How we fight back

Mordechai Ben-Dat

The last days of summer will soon fall away from the calendar like lifeless petals on a depleted rose, to be swept with little effort into yesterday. But there is no sweeping away the choking heat of the summer’s horrible war between Israel and Hamas or the searing condemnation of Israel throughout the world.

Media outlets on every continent and of every imaginable technology carried commentary about the war – a great deal of it unfriendly to Israel. Individuals demonstrated en masse in countless cities around the world, most of them hostile to the Jewish state and even to Jews.

Israel withdrew from the Gaza Strip in 2005. This was the third war, in the seven years since Hamas took over Gaza in 2007, in which the Jewish state had to defend its people against rocket and other fire aimed deliberately at Israeli civilians. 

We all recoiled at the scenes of war. But we also recoiled at the indignation directed against Israel for determinedly attacking Hamas fighters and rocket launchers. We recoiled at the anger against Israel for deigning to so expertly protect Israeli life. We recoiled at the moral equivalence given to Hamas, which deliberately targeted Israeli civilians, and indeed hid among their own people, and to the Israel Defence Forces, which sought to avoid civilian deaths. And we recoiled over and over again at the vehemence and frequency of the expressions of outrage, especially on the streets of Europe, directed at Israel and at the Jews of the Diaspora. 

But after recoiling against the moral perversity, indignation, anger and outrage, we must also act. Jews, today, fight back.

The sovereign Jewish nation acts – fights back – by defending its citizens. We, as individual Jews, fight back by being and doing Jewish, by affirming our uniquely personal sense of belonging to a people whose vital ancient-modern mission on earth is the betterment of the world for all humanity.

But engendering in our children a sense of belonging to a distinctive historic people requires effort. The best ways for us to do that is through personal example and education. Parents determine and set their own examples for their children. But only a community can create an accessible Jewish educational framework, the ultimate infrastructure on which the future of the community stands.

In his commentary to the siddur, Rabbi Jonathan Sacks, the former chief rabbi of the United Kingdom, points out that the first Kaddish we say each morning in synagogue is for teachers and their disciples. He then explains its significance. 

“Judaism is a faith whose passion is education, whose heroes are teachers, and whose citadels are schools and houses of study. To learn, to teach… to join our minds with the… scholars of the past – this is a supreme expression of Judaism and the one from which all else flows.” 

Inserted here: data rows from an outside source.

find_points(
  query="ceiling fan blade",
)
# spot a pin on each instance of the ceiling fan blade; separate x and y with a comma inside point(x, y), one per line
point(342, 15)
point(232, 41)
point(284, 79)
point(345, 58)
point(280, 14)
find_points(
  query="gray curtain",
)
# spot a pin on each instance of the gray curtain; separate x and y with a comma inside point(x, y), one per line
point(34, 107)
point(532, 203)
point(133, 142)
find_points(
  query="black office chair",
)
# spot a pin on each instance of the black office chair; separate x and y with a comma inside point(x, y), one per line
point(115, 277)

Teaching our children is and has been the sustaining breath of our Jewish way of life. Since our very first days as a people, it has been the pre-eminent Jewish obligation of personal, family and collective national life.

In his recent work, The Story of The Jews, Simon Schama records an exchange that took place around 200 BCE, between a king in Alexandria and Eleazar the High Priest who, along with 72 scribes, had travelled there to translate the Torah into Greek. 

“The king asks courteously deferential questions about how best to reign, indeed how best to live, and receives decidedly Jewish answers.

“King: ‘What is the grossest form of neglect?’

“Eleazar: ‘If a man does not care for his children or devote every effort to their education.’”

The beginning of the school year is a timely reminder of Eleazar’s exhortation. He did not say to devote a significant or large effort to educate our children. He said, rather, to devote every effort.

That is how we fight back.

Shanah Tovah.

Mordechai Ben-Dat is the former editor of The CJN.